Why this matters for mountain communities
By uniting ecological indicators with social readiness and access infrastructure, the DPSIR-A approach moves beyond hazard mapping to resilience mapping. That shift is vital for planning in tourism-reliant villages where a single disrupted road can isolate entire neighborhoods and where vegetation loss can cascade into landslides, water scarcity, and lost income. Identifying where adaptability is weakest enables targeted training, safer construction, and strategic investments in connectivity that protect both lives and livelihoods.
Method insights and transparency
The model chain—IVM, SVM, Random Forest—allows cross-checking results and ranking factors by importance, helping decision-makers see which levers matter most. SMOTE addresses class imbalance without inflating false positives excessively, improving recognition of hard-to-detect low-resilience pockets. The analysis highlights nonlinear responses common in mountainous terrain: small changes in vegetation or rainfall thresholds can rapidly shift risk profiles, while road proximity can be the tipping point between timely evacuation and dangerous delays.
Policy takeaways and practical steps
- Strengthen “soft” resilience: Expand disaster-awareness programs, drills, and early-warning literacy; incentivize building reinforcement and retrofits tailored to local hazards.
- Protect and restore vegetation: Prioritize slope-stabilizing plant cover and watershed management to reduce landslide susceptibility and buffer intense rainfall.
- Secure access lifelines: Maintain and diversify evacuation routes, improve all-weather road standards, and ensure critical facilities sit within rapid-reach corridors.
- Target high-risk clusters: Use resilience maps to direct funds, equipment, and training to the southern periphery of Zhangzha Town and similar steep, response-lagging zones.
- Align tourism and safety: Manage visitor flows, enforce construction codes for guesthouses, and integrate hazard signage and evacuation planning into scenic areas.

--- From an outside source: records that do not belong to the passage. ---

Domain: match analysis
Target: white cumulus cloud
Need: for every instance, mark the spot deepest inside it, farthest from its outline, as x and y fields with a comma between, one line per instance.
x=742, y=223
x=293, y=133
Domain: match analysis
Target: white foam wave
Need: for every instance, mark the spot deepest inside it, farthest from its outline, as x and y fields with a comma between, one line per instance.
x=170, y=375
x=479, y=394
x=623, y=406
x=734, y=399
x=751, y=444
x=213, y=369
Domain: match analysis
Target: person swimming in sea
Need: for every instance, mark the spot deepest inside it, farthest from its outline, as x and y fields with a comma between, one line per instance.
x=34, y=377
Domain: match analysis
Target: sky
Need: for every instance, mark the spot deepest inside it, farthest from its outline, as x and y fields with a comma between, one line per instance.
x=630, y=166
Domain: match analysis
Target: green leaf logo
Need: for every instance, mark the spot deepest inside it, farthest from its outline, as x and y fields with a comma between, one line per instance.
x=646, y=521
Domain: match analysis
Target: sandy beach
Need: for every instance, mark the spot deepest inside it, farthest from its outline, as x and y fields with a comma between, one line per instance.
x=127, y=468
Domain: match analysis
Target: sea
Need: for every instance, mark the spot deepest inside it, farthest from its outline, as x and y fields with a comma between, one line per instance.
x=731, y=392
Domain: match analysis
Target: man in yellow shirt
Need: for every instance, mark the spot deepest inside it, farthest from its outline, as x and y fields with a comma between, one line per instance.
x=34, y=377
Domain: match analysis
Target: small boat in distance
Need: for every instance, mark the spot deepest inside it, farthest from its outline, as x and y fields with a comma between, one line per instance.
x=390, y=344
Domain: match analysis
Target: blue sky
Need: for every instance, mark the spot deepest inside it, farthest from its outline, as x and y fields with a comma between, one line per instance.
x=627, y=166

- Back community learning: Support local knowledge exchange platforms and culturally grounded adaptation practices that amplify the Adaptability dimension.
Looking ahead
This resilience blueprint—fusing DPSIR-A with class-balanced, multi-model machine learning—offers a practical template for other mountain regions facing converging climate and geohazard pressures. Its strength lies in exposing where ecological fragility, infrastructure gaps, and social capacity interact, converting scattered data into clear priorities. As climate extremes intensify, the payoff will come from scaling such approaches: improving local data quality, updating models after major events, and embedding community-led learning so that every training, retrofit, and reforestation effort compounds over time. In high places where margins are thin, that compounding may be the difference between enduring the next disaster—and being defined by it.